Last Call
by Tim Powers
1993 World Fantasy Award Winner for Best Novel
Scott Crane was a professional poker player. Twenty years ago he played a unique style of poker in a high stakes game on Lake Meade but he didn't realize how high the stakes really were. There's magic in the cards and the best gamblers know that manipulating their patterns can bring great changes into the world. Now the marker is due and Scott is pulled back into the world of high stakes cards despite the fact that death is stalking him. His family has hidden from him since that game and he seeks them out to change the fate that has been dealt.
To touch on something that I'm sure bothers only me as a reader, Last Call is the only fiction book I've ever read that handled games correctly and it did it correctly while heading straight through the areas that are usually prone to fallacies by authors. Take poker, for example. A skilled poker player isn't revealed in one single hand. Writers like that dramatic final showdown where the hero happens to draw a hand slightly better than the high hand the villain has but in one hand of poker that is coincidence not skill. Real ability comes into play across dozens, if not hundreds, of hands. Powers knows that and uses that in the novel.
The other thing is when creating a fictional game writers tend to include an all or nothing goal for the hero to achieve so that victory will be dependent on them (see Quiddich in the Harry Potter series) or alternatively pile on overly complicated details to make it "more realistic" (see The Player of Games by Iain M. Banks). The variant of poker used for the mystical poker tournaments in Last Call is brilliant. The concept is that the players receive less than a full hand and must buy each others hands to build a better poker hand. While it is more complex it is not needlessly so; it is exactly the kind of variant that I could see experts playing since it makes their skills at manipulating the bidding and judging even more important. There is an all or nothing option but Powers makes the point that using it (from a game play standpoint at least) is a bad idea.
That's the kind of care that Powers put into crafting his story. Last Call is a massively complicated novel and events spin out fast but Powers never loses track of anything. I was extremely impressed at how well he managed to juggle the plot points and keep things clear to the reader. There are a half dozen factions who have business with Crane in one way or another and a few more at odds with at least one of them and the tension doesn't let up.
I do not like talking about plot elements deeper in than one-third of the way through a book. Still the climax of Last Call is so clever that I have to mention it. I can't say what it was or why it was so brilliant, it just is. I can promise you that the resolution to Scott Crane's problems is not the obvious one that I spent the majority of the book dreading. I was pleasantly surprised when the book made that final turn into the climax.
In addition Powers avoids explaining things too deeply.
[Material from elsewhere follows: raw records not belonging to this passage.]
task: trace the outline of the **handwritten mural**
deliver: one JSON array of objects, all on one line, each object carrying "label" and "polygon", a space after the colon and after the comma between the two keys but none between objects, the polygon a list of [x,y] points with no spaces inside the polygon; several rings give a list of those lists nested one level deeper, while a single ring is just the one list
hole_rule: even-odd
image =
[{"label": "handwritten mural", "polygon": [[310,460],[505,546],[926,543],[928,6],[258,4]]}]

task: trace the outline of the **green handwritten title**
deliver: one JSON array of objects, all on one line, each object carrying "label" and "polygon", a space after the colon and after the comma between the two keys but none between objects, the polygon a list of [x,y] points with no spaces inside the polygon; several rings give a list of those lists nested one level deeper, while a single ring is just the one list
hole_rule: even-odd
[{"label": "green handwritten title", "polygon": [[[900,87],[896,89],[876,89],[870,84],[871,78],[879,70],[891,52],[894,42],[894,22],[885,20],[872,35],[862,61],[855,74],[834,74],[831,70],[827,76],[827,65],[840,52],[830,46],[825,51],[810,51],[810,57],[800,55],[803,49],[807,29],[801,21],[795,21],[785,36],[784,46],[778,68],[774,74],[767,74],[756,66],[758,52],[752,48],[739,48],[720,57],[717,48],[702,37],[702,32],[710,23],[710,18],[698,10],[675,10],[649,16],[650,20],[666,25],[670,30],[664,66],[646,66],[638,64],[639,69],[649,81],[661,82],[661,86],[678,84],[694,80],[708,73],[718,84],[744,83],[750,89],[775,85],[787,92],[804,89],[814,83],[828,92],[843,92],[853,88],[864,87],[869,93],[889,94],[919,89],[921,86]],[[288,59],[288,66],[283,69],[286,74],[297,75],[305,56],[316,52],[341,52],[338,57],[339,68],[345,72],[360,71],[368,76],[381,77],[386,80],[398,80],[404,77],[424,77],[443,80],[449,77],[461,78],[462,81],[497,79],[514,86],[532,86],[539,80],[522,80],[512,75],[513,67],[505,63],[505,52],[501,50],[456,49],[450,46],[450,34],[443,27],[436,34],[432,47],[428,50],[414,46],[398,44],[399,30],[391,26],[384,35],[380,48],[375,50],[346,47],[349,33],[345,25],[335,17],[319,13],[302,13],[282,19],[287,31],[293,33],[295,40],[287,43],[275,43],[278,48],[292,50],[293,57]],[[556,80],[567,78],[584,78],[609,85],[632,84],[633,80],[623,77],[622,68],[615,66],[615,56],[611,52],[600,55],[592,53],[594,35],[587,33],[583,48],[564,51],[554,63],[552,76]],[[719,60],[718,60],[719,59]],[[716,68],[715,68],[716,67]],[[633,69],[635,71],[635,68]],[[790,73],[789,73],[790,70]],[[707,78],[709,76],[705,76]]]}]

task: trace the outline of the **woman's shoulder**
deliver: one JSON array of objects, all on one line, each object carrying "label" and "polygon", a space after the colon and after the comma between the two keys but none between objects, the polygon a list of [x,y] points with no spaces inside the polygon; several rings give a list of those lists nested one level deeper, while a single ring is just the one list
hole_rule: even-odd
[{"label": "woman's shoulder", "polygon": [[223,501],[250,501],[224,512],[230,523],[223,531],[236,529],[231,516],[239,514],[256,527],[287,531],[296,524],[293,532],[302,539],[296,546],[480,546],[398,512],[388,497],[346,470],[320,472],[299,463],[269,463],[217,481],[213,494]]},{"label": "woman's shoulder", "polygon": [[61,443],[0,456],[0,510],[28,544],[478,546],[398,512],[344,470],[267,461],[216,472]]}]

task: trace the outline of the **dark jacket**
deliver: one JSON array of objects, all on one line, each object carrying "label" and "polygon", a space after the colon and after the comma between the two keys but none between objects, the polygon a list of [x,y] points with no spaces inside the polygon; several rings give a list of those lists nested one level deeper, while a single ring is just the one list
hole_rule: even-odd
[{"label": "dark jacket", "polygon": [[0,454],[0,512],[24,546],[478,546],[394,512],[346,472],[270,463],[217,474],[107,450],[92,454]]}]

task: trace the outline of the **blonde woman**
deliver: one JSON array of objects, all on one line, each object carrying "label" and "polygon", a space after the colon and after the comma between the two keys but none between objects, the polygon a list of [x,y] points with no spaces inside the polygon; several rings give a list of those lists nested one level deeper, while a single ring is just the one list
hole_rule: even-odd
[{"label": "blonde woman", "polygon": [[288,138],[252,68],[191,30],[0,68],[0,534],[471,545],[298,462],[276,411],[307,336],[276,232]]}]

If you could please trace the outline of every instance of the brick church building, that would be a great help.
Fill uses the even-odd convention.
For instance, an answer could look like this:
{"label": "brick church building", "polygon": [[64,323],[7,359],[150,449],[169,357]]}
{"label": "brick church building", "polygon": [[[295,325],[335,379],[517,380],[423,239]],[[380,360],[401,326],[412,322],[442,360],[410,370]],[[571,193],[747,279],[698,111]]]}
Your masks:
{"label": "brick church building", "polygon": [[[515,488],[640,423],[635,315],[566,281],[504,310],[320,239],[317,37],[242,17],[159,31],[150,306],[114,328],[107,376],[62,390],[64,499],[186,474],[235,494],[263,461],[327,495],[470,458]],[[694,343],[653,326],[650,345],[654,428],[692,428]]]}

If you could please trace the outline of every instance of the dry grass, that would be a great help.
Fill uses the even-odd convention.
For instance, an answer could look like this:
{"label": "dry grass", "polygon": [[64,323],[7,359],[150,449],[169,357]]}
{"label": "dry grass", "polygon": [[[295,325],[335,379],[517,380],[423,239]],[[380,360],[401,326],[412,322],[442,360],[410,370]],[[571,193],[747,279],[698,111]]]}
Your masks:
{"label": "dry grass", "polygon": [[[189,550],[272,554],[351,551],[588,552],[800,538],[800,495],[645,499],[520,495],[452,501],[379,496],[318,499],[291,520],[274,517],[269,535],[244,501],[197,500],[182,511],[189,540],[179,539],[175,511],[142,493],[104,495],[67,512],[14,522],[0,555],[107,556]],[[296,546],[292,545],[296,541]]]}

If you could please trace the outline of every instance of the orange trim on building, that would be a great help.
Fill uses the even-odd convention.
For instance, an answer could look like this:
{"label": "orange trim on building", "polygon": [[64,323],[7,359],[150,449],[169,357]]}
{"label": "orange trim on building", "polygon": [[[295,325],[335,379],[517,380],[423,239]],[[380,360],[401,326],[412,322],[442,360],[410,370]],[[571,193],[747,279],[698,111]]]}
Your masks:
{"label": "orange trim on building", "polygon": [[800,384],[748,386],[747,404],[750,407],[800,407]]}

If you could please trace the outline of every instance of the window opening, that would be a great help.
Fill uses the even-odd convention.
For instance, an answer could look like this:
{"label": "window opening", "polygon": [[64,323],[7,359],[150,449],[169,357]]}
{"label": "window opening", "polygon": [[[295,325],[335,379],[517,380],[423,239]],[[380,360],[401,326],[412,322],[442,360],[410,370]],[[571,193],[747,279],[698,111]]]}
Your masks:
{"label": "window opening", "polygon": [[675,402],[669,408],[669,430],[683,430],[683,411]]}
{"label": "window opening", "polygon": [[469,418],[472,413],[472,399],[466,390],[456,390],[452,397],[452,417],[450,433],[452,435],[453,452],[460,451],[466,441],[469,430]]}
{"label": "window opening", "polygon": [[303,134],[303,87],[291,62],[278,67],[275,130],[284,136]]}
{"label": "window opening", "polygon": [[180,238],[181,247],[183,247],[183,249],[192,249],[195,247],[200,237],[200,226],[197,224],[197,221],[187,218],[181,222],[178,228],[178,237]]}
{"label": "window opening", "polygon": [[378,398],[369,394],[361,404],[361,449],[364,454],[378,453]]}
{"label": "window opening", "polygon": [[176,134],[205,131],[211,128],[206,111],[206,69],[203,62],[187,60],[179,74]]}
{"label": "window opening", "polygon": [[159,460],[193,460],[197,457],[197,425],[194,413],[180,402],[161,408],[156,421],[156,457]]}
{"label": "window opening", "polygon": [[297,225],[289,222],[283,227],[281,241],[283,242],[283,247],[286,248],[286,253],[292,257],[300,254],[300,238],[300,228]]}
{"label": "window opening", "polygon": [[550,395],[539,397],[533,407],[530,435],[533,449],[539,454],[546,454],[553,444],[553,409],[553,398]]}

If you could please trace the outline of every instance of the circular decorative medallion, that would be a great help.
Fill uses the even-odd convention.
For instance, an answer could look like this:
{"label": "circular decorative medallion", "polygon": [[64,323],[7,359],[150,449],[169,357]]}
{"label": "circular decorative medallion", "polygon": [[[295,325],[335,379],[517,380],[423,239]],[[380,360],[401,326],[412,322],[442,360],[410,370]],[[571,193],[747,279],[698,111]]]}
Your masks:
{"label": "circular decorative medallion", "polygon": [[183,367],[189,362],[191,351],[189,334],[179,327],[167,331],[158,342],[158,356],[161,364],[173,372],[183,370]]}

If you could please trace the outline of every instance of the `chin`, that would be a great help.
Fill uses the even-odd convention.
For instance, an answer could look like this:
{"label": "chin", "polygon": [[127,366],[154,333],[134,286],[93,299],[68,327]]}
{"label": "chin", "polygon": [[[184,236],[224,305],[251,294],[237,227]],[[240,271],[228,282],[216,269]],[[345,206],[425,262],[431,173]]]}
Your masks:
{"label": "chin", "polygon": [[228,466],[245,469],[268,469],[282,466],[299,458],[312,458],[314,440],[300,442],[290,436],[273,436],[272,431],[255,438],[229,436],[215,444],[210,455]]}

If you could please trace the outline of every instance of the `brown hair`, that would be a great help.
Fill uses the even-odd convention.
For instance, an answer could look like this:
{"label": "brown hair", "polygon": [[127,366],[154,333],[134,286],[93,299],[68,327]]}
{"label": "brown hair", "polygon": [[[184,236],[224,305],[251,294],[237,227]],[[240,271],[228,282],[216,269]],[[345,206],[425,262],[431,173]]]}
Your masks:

There's magic and tarot at the heart of Last Call but there's also details regarding which characters possess what information. Powers hoards this information; characters do not typically spend a chapter explaining things to each other. In fact at several points in the novel characters have become aware of things they didn't know before because presumably they had things that the reader already knew explained "off camera". So despite being a fairly heavy book it never feels padded.
I would be remiss if I didn't mention what a wonderful job Powers does with painting his characters. There are a lot of broken people populating Last Call each of whom is broken in a unique way that allows them to play off each other whether they're haunted, gluttonous beyond reason, ruthless, obsessed with masculinity, or seeing patterns in everything. It's a cast that I hated to see go at the end of the story because it was so interesting to see what they do next.
The worst thing I can say about Last Call is that it isn't a deep book. It wears its messages on its sleeve and there are no hidden philisophical layers. It won't be pondered over for generations to come or debated endlessly. On the other hand it is still a great peice of storytelling and if the worst thing I can say is that Tim Powers didn't attempt something that a lot of authors fail badly at then he's done everything right. I'll take an interesting plot over ham-handed philosphy any day of the week.